Selain itu, infrastruktur lain yang juga perlu dipersiapkan adalah regulasi tentang keamanan siber. Regulasi ini dibutuhkan untuk memastikan bagaimana keamanan data besar tersebut akan diproses atau dimanfaatkan untuk mengembangkan teknologi kecerdasan artifisial.
”Jadi, sebelum sampai pada pengembangan regulasi khusus terkait AI adalah bagaimana menyiapkan perangkat-perangkat regulasi atau legislasi pilar-pilar teknologi AI. Soal data privacy, keamanan siber, lalu terkait dengan perbaikan legislasi digitalidentity, identitas digital.
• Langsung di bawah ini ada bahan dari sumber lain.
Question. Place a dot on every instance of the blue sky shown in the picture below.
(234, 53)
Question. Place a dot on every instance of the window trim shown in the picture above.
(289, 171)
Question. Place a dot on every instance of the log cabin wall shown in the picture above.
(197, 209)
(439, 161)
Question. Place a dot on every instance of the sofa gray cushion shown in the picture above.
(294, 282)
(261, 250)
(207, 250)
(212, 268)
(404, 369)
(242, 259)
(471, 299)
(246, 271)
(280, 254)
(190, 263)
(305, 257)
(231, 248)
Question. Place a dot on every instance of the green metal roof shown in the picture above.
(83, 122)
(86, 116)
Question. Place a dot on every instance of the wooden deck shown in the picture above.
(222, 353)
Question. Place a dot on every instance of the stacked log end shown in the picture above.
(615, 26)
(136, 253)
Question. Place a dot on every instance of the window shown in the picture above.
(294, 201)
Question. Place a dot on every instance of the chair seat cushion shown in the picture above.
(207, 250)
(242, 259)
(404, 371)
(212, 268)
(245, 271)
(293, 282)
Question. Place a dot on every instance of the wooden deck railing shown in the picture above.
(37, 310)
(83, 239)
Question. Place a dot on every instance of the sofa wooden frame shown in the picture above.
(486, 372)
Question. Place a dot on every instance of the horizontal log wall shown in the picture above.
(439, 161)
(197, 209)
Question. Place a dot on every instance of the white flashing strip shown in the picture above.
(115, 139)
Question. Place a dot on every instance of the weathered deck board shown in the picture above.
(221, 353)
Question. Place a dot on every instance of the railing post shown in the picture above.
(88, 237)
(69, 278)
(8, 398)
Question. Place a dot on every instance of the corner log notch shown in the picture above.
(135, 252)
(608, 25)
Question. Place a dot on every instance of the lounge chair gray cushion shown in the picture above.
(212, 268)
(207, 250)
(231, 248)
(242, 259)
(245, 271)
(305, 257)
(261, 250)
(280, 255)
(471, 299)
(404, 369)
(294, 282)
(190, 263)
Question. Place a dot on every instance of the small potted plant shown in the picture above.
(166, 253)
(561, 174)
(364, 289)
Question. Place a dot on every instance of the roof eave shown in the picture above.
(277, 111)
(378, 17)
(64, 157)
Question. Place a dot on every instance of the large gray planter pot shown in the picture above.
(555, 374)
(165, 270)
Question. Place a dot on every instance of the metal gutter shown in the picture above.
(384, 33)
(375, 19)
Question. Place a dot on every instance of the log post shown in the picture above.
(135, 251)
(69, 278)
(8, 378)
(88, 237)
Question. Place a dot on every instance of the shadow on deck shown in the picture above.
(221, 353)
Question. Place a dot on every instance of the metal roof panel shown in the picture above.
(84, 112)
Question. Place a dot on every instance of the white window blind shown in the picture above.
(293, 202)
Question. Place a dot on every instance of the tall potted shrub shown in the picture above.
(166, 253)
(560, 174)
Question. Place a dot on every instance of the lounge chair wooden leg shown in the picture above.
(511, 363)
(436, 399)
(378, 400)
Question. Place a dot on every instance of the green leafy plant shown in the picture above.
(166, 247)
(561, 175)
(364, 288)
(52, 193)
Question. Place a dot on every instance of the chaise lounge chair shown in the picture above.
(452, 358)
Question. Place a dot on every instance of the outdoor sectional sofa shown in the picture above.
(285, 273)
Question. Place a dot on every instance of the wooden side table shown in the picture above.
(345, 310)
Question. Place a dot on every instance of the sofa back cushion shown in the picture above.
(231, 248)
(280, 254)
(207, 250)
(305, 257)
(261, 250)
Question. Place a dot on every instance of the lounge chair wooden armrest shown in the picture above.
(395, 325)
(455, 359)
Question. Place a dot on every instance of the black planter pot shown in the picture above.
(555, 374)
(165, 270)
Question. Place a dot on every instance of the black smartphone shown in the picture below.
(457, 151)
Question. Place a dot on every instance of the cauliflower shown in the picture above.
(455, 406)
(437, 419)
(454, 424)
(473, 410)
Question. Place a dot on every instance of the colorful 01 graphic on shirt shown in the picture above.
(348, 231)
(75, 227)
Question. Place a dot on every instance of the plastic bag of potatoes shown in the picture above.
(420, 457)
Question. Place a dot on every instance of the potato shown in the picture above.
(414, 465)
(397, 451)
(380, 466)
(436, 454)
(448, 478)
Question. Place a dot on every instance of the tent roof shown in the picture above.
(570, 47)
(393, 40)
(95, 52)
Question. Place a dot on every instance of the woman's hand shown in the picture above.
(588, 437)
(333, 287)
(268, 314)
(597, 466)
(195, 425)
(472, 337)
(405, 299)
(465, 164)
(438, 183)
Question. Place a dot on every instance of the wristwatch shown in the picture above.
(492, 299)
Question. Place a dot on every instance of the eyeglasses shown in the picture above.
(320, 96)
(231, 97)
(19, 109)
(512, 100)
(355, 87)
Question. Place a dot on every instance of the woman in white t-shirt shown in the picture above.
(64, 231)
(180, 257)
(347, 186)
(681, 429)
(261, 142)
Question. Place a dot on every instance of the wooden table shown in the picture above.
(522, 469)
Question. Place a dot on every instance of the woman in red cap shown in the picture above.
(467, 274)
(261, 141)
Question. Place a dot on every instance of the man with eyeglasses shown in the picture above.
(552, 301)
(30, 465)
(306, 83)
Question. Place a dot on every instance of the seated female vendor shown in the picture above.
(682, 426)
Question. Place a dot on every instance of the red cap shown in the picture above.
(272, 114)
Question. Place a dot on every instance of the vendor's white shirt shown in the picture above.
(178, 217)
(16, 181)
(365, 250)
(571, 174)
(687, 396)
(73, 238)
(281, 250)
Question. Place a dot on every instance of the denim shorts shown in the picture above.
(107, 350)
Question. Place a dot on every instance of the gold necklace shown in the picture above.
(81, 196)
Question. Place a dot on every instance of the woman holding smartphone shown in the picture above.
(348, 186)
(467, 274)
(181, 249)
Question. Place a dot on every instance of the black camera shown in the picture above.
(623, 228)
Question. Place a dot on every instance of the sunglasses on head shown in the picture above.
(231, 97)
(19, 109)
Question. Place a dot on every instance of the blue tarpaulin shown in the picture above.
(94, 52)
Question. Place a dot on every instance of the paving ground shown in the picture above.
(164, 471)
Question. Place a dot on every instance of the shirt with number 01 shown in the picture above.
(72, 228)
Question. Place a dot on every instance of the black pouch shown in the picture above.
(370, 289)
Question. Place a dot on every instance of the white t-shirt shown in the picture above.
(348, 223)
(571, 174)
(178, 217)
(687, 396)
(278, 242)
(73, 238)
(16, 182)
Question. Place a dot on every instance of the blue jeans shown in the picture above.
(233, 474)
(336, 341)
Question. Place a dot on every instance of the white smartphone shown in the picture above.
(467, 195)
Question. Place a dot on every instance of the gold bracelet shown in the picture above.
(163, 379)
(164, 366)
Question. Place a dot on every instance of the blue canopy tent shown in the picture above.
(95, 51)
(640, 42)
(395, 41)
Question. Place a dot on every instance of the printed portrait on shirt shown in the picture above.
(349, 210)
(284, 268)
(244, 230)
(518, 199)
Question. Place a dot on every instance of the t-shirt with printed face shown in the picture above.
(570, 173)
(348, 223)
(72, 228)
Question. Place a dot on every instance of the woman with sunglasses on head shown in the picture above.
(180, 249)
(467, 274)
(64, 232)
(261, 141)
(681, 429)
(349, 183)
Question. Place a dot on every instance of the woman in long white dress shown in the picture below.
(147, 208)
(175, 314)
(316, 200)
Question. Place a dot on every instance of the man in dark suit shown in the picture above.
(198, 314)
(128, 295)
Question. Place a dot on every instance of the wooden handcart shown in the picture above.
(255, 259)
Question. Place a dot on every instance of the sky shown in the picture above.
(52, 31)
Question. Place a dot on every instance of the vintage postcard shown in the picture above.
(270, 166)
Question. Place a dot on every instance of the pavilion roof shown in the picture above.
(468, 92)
Hal itu pada dasarnya juga merupakan pilar penting di dalam konteks pengembangan teknologi AI,” kata Wahyudi.
UU Administrasi Kependudukan yang ada saat ini belum mampu merespons perkembangan teknologi digital terkini. Kementerian Dalam Negeri tengah melakukan digitalisasi identitas, sebuah pengembangan baru dari KTP elektronik dalam bentuk aplikasi. Hal ini membutuhkan revisi UU Administrasi Kependudukan, khususnya terkait bagaimana memberikan perlindungan identitas digital.
Berkaca dari pengalaman sebelumnya, khususnya pembentukan UU PDP yang membutuhkan waktu sepuluh tahun sampai akhirnya lolos menjadi UU, ia khawatir dibutuhkan waktu yang lebih kurang sama untuk mengembangkan regulasi-regulasi secara baik. Hal ini juga termasuk arah pengembangan kecerdasan artifisial tersebut ke seluruh sektor, termasuk dalam kesehatan dan penegakan hukum yang memiliki implikasi serius atau sensitif bagi warga negara.